AN entrepreneur has found a novel way to get around strict baggage restrictions on airplanes so travellers can take more on board without having to pay extra costs.
Engineer John Power has invented the Jaktogo, a £56 coat which doubles as a suitcase.
The product cleverly transforms from a coat to a bag and allows flyers to carry up to an extra 10kg of hand luggage on board. It is designed to get round tight bag weight restrictions imposed by low-cost airlines like Ryanair. It has pockets for gadgets like iPads and cameras as well as space for holiday essentials such as books, clothes and towels. It also comes a dress and a sleeveless poncho for those travelling to hot countries.
As a frequent flyer, Mr Power said he came up with the idea because he was fed up with the extortionate baggage charges on budget airlines. Ryanair charge £15-£50 (depending on whether the flight in in low or high season) for a bag to be checked in as cargo with a weight limit of 15kg. The cost rises to up to £130 if a passenger wants to check in a bag at the airport and they charge an additional fee if a second bag is checked in. They also charge a £20 excess baggage fee if a bag is heavier than 15kg.                     –DM

They permit 10kg of hand luggage and strictly enforce a rule of only one piece of hand luggage per passenger. Anyone trying to take more than one bag on as hand luggage, or a bag weighing more than 10kg, at the check in gate must pay an extra £50.

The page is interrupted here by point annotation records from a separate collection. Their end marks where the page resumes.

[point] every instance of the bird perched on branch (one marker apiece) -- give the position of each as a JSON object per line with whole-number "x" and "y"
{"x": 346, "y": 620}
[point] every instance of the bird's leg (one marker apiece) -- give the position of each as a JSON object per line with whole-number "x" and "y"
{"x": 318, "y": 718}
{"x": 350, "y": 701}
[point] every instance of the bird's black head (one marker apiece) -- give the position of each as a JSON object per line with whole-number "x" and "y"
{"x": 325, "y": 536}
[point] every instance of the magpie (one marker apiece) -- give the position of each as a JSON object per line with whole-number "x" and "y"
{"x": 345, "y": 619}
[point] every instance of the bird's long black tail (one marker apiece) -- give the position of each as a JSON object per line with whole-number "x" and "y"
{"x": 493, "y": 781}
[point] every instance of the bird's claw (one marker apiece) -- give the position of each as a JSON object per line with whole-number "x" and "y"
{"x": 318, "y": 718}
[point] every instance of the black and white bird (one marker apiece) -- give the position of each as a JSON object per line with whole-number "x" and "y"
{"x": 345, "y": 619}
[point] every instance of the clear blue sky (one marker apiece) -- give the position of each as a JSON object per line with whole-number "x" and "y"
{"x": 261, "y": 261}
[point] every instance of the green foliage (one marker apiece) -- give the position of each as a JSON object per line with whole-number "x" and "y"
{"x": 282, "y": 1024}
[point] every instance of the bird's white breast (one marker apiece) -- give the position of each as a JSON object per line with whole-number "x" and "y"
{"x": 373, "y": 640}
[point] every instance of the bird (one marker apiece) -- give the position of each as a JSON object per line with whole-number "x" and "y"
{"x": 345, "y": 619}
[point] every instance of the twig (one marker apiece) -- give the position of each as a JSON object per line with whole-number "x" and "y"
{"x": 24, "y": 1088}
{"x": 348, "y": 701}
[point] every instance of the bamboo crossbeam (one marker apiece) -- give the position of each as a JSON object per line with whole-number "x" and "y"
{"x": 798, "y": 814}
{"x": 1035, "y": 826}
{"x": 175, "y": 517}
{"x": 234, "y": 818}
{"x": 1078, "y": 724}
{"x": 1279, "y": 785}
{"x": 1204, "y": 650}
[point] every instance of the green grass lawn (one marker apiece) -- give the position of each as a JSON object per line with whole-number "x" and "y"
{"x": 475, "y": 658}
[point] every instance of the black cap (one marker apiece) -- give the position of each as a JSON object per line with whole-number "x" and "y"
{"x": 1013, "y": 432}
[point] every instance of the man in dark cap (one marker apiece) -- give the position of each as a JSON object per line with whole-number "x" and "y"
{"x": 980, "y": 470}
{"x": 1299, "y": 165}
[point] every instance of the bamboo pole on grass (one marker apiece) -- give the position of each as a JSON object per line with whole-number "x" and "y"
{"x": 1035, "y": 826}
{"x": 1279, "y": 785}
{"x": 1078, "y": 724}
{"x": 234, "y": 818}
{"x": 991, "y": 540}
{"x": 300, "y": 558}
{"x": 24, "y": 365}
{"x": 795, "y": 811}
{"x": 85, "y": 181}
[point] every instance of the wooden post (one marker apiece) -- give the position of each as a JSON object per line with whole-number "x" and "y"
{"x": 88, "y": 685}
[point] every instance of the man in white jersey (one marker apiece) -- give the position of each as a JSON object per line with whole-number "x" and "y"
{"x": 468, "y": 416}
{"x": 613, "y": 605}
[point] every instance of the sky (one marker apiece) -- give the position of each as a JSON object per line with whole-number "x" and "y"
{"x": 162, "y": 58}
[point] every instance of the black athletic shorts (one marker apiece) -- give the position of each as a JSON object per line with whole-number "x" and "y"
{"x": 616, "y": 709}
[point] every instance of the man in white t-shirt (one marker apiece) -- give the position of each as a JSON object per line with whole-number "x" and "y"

But with Mr Power's coat, passengers can squeeze extra clothing and holiday items on board in their pockets at no further cost. They can save money on check in fees and save time on arrival as they won't have to wait to collect a bag from the hold.
Mr Power, 57, lives near Antwerp, Belgium, said: 'Ever since the airlines started restricting luggage allowances and introducing new fees etc it has become more time consuming and expensive to travel so
I was struggling to find a way to avoid endless waiting to collect check in luggage, without adding to the already growing price tags of budget airlines.
'I have seen people being left at the airport because of a few kilos extra or being forced to check in their carry on for the same reason. It seemed very unjust to me. I've seen many people trying to beat the system so I decided to look for a solution where you don't look like a complete fool.'
Mr Power admits the coat 'isn't the prettiest item' and he can sometimes get 'some funny looks' when he dons one at the airport but it's worth it to save on baggage fees.
Sales of the jacket, available via their website www.jaktogo.com, were so popular the dress and poncho versions were then made.
A spokesman for Ryanair said they would not stop someone from wearing a Jaktogo. 'What a passenger wears on a plane we do not have a problem with as long as it is not a security concern,' they said.